= Phaloria =

Map showing ancient Thessaly. Phaloria is shown to the centre left near western boundary of Thessaly.

Phaloria or Phaloreia (Φαλώρεια) or Phalore (Φαλώρη) was a town and polis (city-state) of Histiaeotis in ancient Thessaly, apparently between Tricca and the Macedonian frontier.

In the Second Macedonian War, in 198 BCE, Roman troops and their allies under command of Titus Quinctius Flamininus upon their entry into Thessaly, attacked Phaloria, which was defended by 2,000 Macedonians who resisted for a time but due to the tenacious perseverance of the Romans, day and night, the city was captured and, later, set afire and looted.

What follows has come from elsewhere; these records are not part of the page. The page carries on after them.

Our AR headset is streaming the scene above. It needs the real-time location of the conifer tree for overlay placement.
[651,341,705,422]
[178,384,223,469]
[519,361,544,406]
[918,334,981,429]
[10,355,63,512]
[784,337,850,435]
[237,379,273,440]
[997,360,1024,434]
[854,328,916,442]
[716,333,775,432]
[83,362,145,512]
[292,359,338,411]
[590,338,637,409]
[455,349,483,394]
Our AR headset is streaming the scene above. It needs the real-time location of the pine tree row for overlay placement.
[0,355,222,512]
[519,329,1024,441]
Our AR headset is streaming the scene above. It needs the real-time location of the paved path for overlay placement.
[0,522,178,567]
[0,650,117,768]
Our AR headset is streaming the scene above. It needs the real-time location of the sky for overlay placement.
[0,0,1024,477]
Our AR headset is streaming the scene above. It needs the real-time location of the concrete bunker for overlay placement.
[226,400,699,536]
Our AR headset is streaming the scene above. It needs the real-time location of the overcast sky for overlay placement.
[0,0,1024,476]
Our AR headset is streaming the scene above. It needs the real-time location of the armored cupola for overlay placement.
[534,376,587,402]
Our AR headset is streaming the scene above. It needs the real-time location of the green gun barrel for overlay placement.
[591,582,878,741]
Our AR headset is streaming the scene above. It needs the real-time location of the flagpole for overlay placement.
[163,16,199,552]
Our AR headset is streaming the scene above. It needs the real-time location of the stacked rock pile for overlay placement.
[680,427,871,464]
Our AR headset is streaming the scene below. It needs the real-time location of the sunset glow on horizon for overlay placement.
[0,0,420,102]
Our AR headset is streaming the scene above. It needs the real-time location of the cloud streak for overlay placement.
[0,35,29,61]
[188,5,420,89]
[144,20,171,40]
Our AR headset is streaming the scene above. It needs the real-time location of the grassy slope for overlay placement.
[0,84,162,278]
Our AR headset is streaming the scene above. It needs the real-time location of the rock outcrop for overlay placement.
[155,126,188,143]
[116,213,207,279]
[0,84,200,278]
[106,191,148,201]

This prompted the nearby cities of Cierium and of Metropolis to send embassies offering to surrender of their cities.

During the Roman–Seleucid War, it was one of the Thessalian cities in the year 191 BCE, being held by Athamanians, was taken by a joint army of the Roman Marcus Baebius Tamphilus and Philip V of Macedon.

Bronze coins have been found that were minted by the city of Phaloria at least from the end of the 4th century or the beginning of the 3rd century BCE.

The site of Phaloria has tentatively been accepted at a place near Meritsa.